Ban

Ban (Rupture de)

Si un individu soumis à la surveillance de la haute police quitte le lieu qui lui a été assigné pour sa résidence ou s’il se montre dans les lieux où il lui est interdit de paraître, il rompt son ban et est passible d’un emprisonnement qui peut aller jusqu’à 5 ans (C. pén., art. 45).

Ban de Mariage

C’est la publication du mariage religieux, qu’il ne faut pas confondre avec la formalité analogue qui doit précéder le mariage civil. Voy. Mariage.

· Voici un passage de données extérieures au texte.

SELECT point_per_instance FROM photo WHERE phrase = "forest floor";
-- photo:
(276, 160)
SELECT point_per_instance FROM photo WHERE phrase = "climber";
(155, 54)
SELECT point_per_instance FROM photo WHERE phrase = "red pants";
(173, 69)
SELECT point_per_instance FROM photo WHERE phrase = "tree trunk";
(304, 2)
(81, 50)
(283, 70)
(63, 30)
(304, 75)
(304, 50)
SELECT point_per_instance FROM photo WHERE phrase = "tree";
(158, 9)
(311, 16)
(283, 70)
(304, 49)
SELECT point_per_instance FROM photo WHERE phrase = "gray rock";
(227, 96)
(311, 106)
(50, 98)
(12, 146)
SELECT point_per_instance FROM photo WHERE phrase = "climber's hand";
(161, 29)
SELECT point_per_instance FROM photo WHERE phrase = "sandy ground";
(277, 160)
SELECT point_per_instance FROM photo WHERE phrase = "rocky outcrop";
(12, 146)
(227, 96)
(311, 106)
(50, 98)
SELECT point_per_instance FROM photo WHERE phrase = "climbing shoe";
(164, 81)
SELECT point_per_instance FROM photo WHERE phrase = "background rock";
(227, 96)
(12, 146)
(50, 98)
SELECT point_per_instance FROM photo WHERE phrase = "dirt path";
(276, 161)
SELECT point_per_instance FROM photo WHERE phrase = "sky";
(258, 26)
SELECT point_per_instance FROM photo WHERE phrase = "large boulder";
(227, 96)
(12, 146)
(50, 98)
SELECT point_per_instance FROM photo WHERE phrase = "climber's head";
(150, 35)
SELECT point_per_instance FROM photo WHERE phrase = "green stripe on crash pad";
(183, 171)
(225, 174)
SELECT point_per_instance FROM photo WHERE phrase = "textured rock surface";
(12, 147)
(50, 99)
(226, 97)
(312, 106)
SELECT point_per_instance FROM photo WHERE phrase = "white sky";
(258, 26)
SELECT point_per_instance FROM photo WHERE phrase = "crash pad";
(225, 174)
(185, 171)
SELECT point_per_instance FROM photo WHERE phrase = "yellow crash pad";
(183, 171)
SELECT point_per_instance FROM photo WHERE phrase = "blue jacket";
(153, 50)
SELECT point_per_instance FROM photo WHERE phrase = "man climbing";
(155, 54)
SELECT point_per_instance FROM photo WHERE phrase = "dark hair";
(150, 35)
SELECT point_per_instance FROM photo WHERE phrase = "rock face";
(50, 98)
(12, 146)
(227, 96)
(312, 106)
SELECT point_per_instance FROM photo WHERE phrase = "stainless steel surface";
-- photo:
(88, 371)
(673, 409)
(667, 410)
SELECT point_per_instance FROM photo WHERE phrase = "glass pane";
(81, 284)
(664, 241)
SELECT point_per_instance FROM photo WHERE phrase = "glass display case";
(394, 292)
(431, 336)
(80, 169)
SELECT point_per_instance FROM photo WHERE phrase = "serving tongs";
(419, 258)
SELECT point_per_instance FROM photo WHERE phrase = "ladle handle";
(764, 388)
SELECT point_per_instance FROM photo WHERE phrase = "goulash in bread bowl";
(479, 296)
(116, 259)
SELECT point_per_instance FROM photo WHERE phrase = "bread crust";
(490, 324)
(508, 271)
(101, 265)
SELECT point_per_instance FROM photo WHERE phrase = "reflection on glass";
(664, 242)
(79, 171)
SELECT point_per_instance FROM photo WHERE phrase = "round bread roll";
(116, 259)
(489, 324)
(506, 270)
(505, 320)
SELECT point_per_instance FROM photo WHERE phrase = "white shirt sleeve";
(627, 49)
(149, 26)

Dans l’Église catholique, les bans doivent être publiés à la messe paroissiale trois dimanches consécutifs ou fêtes d’obligation. Cette publication doit se faire à la paroisse des deux parties, ou de chacune d’elles si elles n’ont pas le même domicile. Si les parties ont plusieurs domiciles, il faut faire la publication pour chacun d’eux, à moins que l’un ne soit plus fréquenté que l’autre. — On acquiert un domicile suffisant par 6 mois de résidence quand on ne change pas de diocèse, dans le cas contraire, il faut un an. — Les mineurs, âgés de moins de 25 ans, qui n’habitent point avec leurs parents ont deux domiciles, l’un de fait, qui est celui de leur résidence ; l’autre de droit, qui est celui de leur résidence ; l’autre de droit, qui est celui des père et mère, tuteur ou curateur. — Les publications doivent être faites aux domiciles de fait et de droit. Dans le cas de plusieurs publications à différents domiciles, il est nécessaire de se pourvoir d’un certificat constatant que les publications ont été faites sans opposition ou déclaration d’empêchement. Ce certificat doit être présenté au curé qui célèbre le mariage. Lorsque le mariage est différé pendant plus de 3 mois après la dernière publication on doit les réitérer. Dans plusieurs diocèses cette obligation n’est exigée qu’après 6 mois.

Les publications de bans énoncent les noms et prénoms, la profession, le domicile des futurs conjoints ; les noms des père et mère en faisant mention s’ils sont vivants ou décédés. Si l’une des parties est veuve on doit énoncer les noms, qualités et demeure du premier conjoint. Pour les enfants naturels on énonce seulement leurs noms, prénoms et demeure, sans faire mention du père ou de la mère. La demande des publications de bans doit être faite par une des parties ou par un membre de la famille avec une note exacte des noms, prénoms, qualités, domicile, etc.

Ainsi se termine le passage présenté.